Now, let's be honest: the burgeoning tablet market is not a race. But if it was, says analyst Chris Whitmore of Deutsche Bank, the iPad would be winning. We're going to see quite a few tablet devices come to market before all is said and done, including the Blackberry PlayBook and products from manufacturers like Dell, Microsoft, and maybe Google. Even after those other tablets come out, Whitmore says the iPad's lead is going to be tough to overcome quickly, if ever. "We expect the slew of upcoming competition to fall flat from a user experience standpoint while struggl[ing] to materially undercut the iPad on price," Whitmore reported.
User experience is a no-brainer -- that's something Apple has always done well, and it's arguable that the iPad is its finest hardware from an accessibility standpoint.

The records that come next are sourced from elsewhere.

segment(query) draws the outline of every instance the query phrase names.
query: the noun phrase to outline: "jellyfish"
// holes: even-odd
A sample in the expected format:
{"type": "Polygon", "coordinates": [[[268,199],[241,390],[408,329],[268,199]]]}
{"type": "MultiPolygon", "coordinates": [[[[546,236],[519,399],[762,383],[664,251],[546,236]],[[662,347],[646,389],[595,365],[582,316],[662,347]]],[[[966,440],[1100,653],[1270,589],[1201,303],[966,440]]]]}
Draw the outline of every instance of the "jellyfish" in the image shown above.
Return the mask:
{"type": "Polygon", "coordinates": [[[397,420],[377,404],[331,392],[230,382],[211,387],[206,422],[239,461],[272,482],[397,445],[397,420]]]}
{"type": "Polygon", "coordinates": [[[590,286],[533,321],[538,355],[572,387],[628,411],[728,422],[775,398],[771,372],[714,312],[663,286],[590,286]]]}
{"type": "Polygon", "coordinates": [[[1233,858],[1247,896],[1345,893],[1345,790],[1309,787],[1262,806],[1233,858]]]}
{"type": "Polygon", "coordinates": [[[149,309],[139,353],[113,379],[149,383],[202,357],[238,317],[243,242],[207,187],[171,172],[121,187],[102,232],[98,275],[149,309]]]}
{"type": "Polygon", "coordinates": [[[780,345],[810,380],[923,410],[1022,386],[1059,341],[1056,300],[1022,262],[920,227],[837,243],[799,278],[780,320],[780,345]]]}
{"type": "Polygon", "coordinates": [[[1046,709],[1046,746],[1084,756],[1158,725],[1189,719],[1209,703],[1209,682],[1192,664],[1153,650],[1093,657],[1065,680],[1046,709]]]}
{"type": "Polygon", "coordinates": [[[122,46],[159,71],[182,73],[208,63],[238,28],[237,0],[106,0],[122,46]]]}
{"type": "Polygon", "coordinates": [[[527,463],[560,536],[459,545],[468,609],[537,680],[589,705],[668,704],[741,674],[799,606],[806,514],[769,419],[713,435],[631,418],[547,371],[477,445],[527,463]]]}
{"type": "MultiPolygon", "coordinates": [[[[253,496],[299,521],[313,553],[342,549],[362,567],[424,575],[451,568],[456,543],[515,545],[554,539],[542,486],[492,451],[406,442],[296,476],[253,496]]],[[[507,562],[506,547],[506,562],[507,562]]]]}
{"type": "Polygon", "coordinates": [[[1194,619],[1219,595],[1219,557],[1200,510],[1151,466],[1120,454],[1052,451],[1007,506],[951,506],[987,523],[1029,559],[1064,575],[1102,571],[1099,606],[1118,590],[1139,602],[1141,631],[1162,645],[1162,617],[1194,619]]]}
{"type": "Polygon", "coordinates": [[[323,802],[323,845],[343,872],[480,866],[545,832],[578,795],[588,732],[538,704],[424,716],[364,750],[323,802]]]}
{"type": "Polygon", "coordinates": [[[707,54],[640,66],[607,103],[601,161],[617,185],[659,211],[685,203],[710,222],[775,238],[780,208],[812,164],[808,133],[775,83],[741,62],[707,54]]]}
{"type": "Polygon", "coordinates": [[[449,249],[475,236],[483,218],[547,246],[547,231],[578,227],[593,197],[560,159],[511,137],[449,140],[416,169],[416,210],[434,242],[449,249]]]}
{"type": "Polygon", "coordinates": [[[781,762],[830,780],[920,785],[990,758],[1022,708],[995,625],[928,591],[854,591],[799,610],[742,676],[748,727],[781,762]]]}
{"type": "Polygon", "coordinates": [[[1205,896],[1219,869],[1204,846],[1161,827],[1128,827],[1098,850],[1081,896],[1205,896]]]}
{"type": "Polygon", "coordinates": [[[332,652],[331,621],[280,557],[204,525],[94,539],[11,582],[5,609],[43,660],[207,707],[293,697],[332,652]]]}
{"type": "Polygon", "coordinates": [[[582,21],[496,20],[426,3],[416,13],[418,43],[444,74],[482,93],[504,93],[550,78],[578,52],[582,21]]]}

But price is something else; Apple has made deals and even manufactured its own chip to create the tantalizing mix of performance and cost found in the iPad. Other manufacturers will have trouble doing the same, especially with the lead Apple already has. According to Whitmore, the App Store has also given Apple a head start on applications, deals with media companies have brought big-name content to the platform, and a slew of competition versus Apple's one-device strategy will create problems for anyone attempting to climb the tablet mountain.
That's not to say that there can't be another successful tablet, it's just that if anyone wants to have another iPad, they've got a lot of work ahead of them. That's not surprising -- Apple has already reaped the benefits of its early grab at a tablet-style computer, and there are much more earnings where those came from.